Thats a Hell of a recipe! What kind of nuts? what size Marshmallows? and is the chocolate melted. See! this is more involved than you thought. I just hate when I can't get step by step instruction with pictures.


----------



## rpooley (Dec 1, 2015)

You need to stop drinking at noon on a weekday


----------



## norcalbaker59 (Feb 16, 2017)

Lol...ironic she calls herself the Pioneer Women. All convenient, processed, packaged ingredients---just like a real Pioneer Woman would cook! :crazy:


----------



## pete (Oct 7, 2001)

rpooley said:


> You need to stop drinking at noon on a weekday


Why? /img/vbsmilies/smilies/drinkbeer.gif


----------



## berndy (Sep 18, 2010)

Pete said:


> rpooley said:
> 
> 
> > You need to stop drinking at noon on a weekday
> ...


I'll drink to that. And make it a double.


----------



## chef brah (Oct 10, 2016)

maybe i am weird but i have never been into watching food network stuff.

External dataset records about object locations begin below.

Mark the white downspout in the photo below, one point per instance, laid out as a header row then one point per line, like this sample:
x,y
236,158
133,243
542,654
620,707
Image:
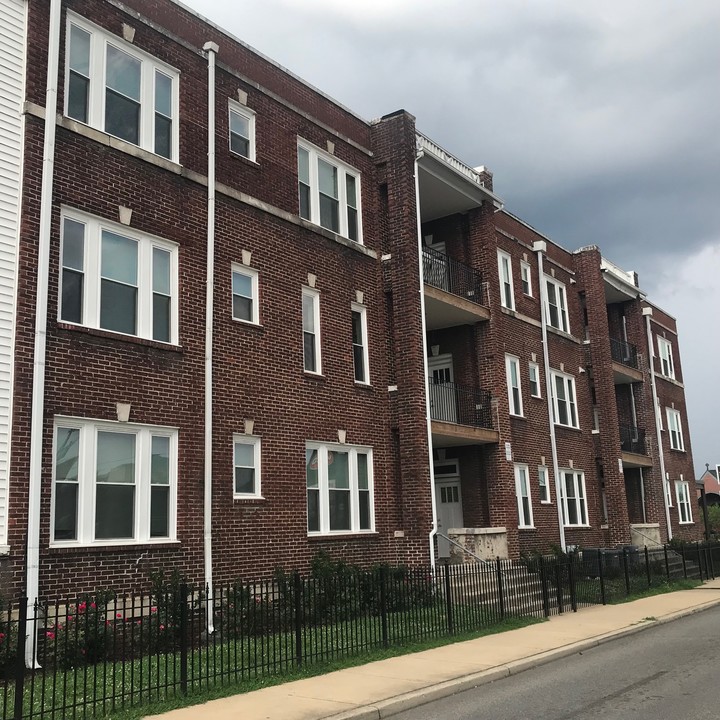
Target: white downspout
x,y
433,499
647,312
211,49
37,416
540,247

when i interviewed for my first job..chef told me 'its not like on food network'..i said 'i know and i dont even watch food network shows'

only stuff i used to watch was anthony bourdain stuff as it gave me knowledge about food in other parts of the world and culture.

but when i am working a station and doing service on a friday evening...i am this person whos happy, focussed, attentive...the best version of me...after that i dont even enjoy home cooking as much...its too relaxing and slow paced for me.


----------